Question #67549

You are provided with the thermochemical equation that describes the dissociation of sodium hydroxide into its constituent ions when dissolved in water.

#"NaOH"_ ((s)) -> "Na"_ ((aq))^(+) + "OH"_ ((aq))^(-), " " DeltaH_"rxn" = - "46.80 kJ mol"^(-1)#

In this case, the enthalpy change of reaction is essentially the enthalpy change of solution of sodium hydroxide, i.e. the change in enthalpy that occurs when sodium hydroxide is dissolved in water at constant pressure to get an infinite dilution.

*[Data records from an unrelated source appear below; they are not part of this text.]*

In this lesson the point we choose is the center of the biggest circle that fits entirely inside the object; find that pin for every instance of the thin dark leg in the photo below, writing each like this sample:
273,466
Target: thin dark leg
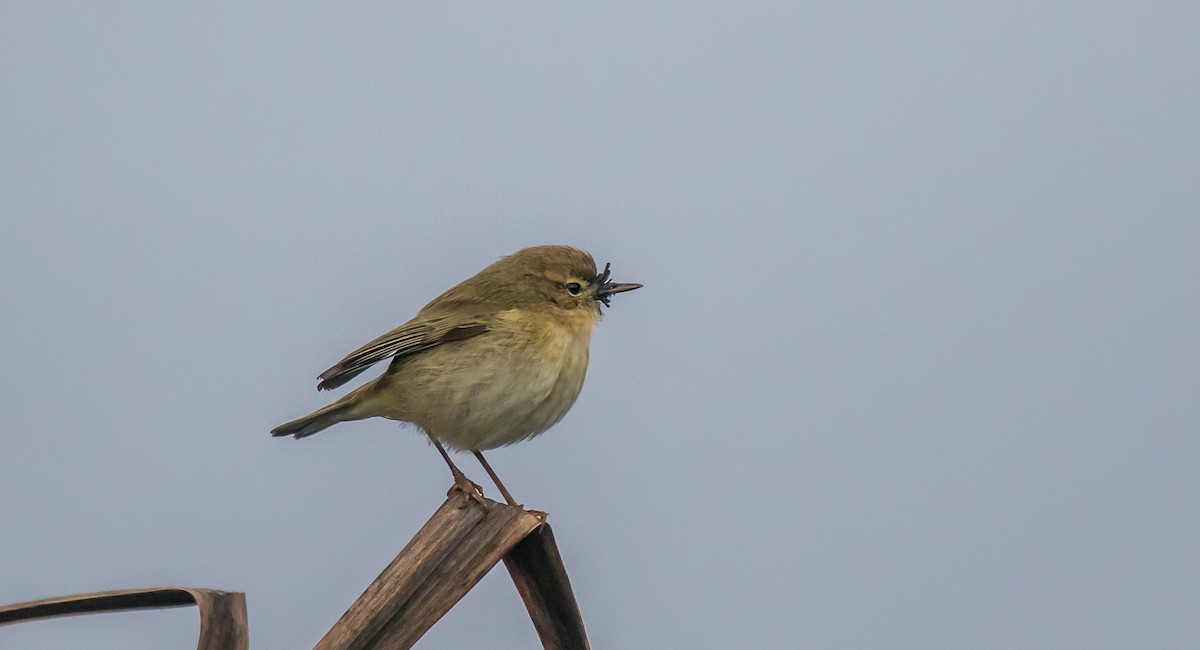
461,482
496,479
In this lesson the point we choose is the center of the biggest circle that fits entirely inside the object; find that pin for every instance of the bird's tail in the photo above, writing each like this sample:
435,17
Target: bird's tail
318,420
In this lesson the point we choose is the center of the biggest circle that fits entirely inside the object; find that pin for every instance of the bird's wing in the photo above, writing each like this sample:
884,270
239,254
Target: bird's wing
417,335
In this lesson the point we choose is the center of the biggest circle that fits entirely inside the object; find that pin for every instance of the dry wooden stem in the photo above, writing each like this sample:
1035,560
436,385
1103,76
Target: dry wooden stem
222,613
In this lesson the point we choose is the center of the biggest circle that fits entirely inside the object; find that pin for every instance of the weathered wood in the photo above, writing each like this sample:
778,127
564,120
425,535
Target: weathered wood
450,554
537,569
223,624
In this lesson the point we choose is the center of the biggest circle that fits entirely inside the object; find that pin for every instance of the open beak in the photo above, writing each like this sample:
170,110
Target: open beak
605,288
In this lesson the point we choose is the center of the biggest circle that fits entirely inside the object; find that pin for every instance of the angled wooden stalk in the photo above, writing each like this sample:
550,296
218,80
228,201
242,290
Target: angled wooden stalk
449,555
222,613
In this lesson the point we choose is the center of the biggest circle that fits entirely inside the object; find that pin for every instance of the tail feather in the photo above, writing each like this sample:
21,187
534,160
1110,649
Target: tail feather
317,420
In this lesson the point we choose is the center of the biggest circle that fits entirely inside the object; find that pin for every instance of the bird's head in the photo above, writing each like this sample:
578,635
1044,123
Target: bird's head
555,277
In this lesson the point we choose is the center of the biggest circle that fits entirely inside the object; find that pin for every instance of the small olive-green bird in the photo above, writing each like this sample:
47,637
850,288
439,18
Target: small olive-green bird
495,360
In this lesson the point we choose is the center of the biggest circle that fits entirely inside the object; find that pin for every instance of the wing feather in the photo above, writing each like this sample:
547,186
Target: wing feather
417,335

The enthalpy change of solution tells you that when #1# mole of sodium hydroxide dissolves in water, #"46.80 kJ"# of heat are being given off.

Notice that you have

#DeltaH_"rxn" = - "46.80 kJ mol"^(-1)#

The minus sign is used here to show that heat is being given off.

So, what would happen if you were to dissolve #4# moles of sodium hydroxide in water?

Since you know that #1# mole of sodium hydroxide releases #"46.80 kJ"# of heat when dissolved in water, you can say that using #4# times as many moles will cause

#4 color(red)(cancel(color(black)("moles NaOH"))) * overbrace("46.80 kJ"/(1color(red)(cancel(color(black)("mole NaOH")))))^(color(blue)(= DeltaH_"rxn")) = "187.2 kJ"#

of heat to be released. This implies that the enthalpy change of reaction when #4# moles of sodium hydroxide are dissolved in water will be

#DeltaH_"rxn 4 moles" = - "187.2 kJ"#

Once again, we use the minus sign to show that heat is being given off.

So regardless on how many grams of sodium hydroxide you have, you can say that using #4# times as much sodium hydroxide will cause the reaction to give off #4# times as much heat.